Elon Musk recently was analyzed on this site; I believe he recently said to the effect that the USA will end up being a nation of old folks in diapers
Perhaps refraining from giving the Eucharist to abortion-promoting world leaders would go a long way toward giving us some confidence in his statement about concern for the lack of population growth.
First of all, it is absolutely nobody’s place to make demands of how unrelated people spend their time and money. If they don’t want to have children that is THEIR business. Not YOURS.
Don’t people have free will? I find it entirely despicable when other people think it is their place to start making demands of couples in the realm of marriage and children. You are concerned about the falling birthrate? Fine. YOU have children if that’s what you want to do.You don’t get to make demands on how other people live. You don’t get to spend the money that other people work for. And you definitely have no right to lay claim to any of their time.
Maybe all of the busybodies who spend all of their time disparaging young people for the same old tropes of owning pets and playing video games needto get a real hobby and stop trying to subject innocent people to their very evil and disturbing control issues.
Says the embittered poster who is telling everyone what to think 🤔. A little self-awareness goes a long way.
OK, I get the sarcasm! You are being satirical? Right? Unless you are one of the “new Catholics” who never had a shred of exposure to actual Catholicism, so bankrupt in thought, that there is not even a capacity for sufficient imagination to conceive of a social ethos and all the factors that affect a social ethos, which would include, obviously, the effects of personal commitments of living a self-sacrificing life of virtue, as Our Lord asks of us.
This, obviously, would not involve a life committed to such things like an adolescent misinterpretation of freedom as personal willfulness rather than the opportunity to do what is right.
The government tells us more and more what to spend our money on.
Who will support older folks?
My comments are actually mostly facts and not judgment one way or another.
Who are you to say whether or not you procreate?
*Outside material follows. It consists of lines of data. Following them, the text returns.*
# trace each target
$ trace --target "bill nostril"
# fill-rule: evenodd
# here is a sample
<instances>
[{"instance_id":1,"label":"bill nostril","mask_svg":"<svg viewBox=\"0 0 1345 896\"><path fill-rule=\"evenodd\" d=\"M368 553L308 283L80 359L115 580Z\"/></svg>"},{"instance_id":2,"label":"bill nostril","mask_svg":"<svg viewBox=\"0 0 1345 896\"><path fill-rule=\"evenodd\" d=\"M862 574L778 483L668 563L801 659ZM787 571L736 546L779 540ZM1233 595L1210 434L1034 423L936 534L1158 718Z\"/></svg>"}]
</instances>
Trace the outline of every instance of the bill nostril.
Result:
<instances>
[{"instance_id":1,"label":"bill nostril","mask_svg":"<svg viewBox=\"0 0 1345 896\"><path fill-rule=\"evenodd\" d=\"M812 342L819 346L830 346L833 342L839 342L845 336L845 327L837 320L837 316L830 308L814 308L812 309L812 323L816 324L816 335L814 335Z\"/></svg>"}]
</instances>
Don’t you want human life to continue after you’re gone?
First of all, it is absolutely nobody’s place to make demands of how unrelated people spend their time and money. If they don’t want to have children that is THEIR business. Not YOURS.
Don’t people have free will? I find it entirely despicable when other people think it is their place to start making demands of couples in the realm of marriage and children. You are concerned about the falling birthrate? Fine. YOU have children if that’s what you want to do.You don’t get to make demands on how other people live. You don’t get to spend the money that other people work for. And you definitely have no right to lay claim to any of their time.
Maybe all of the busybodies who spend all of their time disparaging young people for the same old tropes of owning pets and playing video games need to get a real job and stop trying to subject innocent people to their very evil and disturbing control issues.
As usual pope Francis is not a leader on this issue but an observer only.
It sounds like this Pope wants to have his cake and eat it too. He thrashes the US for attempting to stem the flow of migrants ( who commit crime and bring in drugs. The jury is still out on terrorism but label it probable). Italy is now full of Muslims who are changing the culture and other things in a way Italians dont like. Possibly there are changes to the degree that young Italians dont see a future with children there?? Its probably why Italian young people do not want babies. I dont think it will prevent Francis from adovcating for open borders.
Italy is a beautiful country blessed with industrious people, awesome architecture, marvelous singers, high culinary culture renowned for delicious pizzas, and pastas. May Italy, the land and her people, be blessed.